I arranged care for my young sons for the summer and planned for myself and my family, as we all do. That all came into sudden question on May 13 when we were told to anticipate changes that would likely cause a paycut, then collapsed completely in the second week of June when the depth of the cut was confirmed. I spent hours and energy to fit my new income, a 30% pay cut, into the options I had left for childcare, late in the process when the wait lists were long. Then, 48 hours before the cut was to take effect, I got an email that my pay would be restored for a year but that my benefits were still reduced. I waited to feel relief that I would still have my paycheck, but that is overshadowed by wondering if it will all be taken back with short notice.
Administration mentioned that we have the option to find another position but announced the change after the job fair (despite knowing about the pending change before job fair) and offered no reference letters or assistance with the process. They announced the dramatic pay decreases two weeks before they were to take effect, giving us scant time for a job search.
In some ways I wish I had logged the hours I’ve spent at work trying to adjust to the new systems we were forced into, just to have a log to explain what it takes to transition. Ultimately, I am glad that we do not have to see, on paper, the personnel hours that are diverted from assisting vulnerable youth and families to trying to clock in and out, sign up for a new retirement system, understand vacation, ask for benefits enrollment information and communicate dozens of questions in an attempt to function.
I understand what the word unstable means: Prone to change, fail or give way. This short notice major cut in pay is very painful. Our department is full of creative, compassionate cheerleaders when families are left with crumbs. I feel the crumb of being placed back to level one–none of the 20 years of my work counted. It’s difficult to give 200% when I’m left so low.
This process of reclassification has been quite the emotional roller coaster for myself and my coworkers when we were informed on May 13th that our positions would be transitioned to civil service. Since then, I have experienced a wide range of emotions due to this stressful situation. Anger, sadness, anxiety, mistrust, and lack of motivation top the list. Personally, I am not experiencing a severe pay cut or reduction of wages like my coworkers, but this experience has certainly changed my opinion and outlook on district administration. I have been employed with CCS for 21 years, and for the first time I feel that I wouldn’t encourage other professionals to apply for positions in this district due to the mistrust and stress that my coworkers and I are experiencing.
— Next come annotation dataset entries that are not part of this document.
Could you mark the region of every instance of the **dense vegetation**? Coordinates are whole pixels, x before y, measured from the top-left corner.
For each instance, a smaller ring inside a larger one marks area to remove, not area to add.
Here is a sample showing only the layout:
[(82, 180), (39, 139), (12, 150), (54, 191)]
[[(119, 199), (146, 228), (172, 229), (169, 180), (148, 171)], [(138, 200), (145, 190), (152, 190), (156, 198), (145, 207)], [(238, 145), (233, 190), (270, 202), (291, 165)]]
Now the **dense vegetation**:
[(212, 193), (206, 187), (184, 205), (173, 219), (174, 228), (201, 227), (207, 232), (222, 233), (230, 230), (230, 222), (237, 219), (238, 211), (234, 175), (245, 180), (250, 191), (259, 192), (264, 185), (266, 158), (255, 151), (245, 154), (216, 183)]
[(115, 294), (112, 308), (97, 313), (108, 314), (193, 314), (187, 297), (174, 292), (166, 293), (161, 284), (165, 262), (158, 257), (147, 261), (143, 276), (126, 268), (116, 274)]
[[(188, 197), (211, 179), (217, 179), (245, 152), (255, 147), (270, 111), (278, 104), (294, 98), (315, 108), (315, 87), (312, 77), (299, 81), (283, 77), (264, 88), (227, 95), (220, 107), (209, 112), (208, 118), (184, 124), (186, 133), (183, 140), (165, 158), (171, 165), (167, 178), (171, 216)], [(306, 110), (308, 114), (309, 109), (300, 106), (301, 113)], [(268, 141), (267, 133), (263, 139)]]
We are dedicated professionals who want conditions to improve so we can rebuild a strong department with the stability we need to serve youth and families in housing transitions. As you have read, we love our work, we want to keep our jobs, and we want to be equipped to contribute to the district’s mission to serve each student, as our students are especially vulnerable to instability. The district needs to restore our department to the CEA bargaining unit, repair its foundation, and allow the expertise within the staff to guide next steps and future decisions.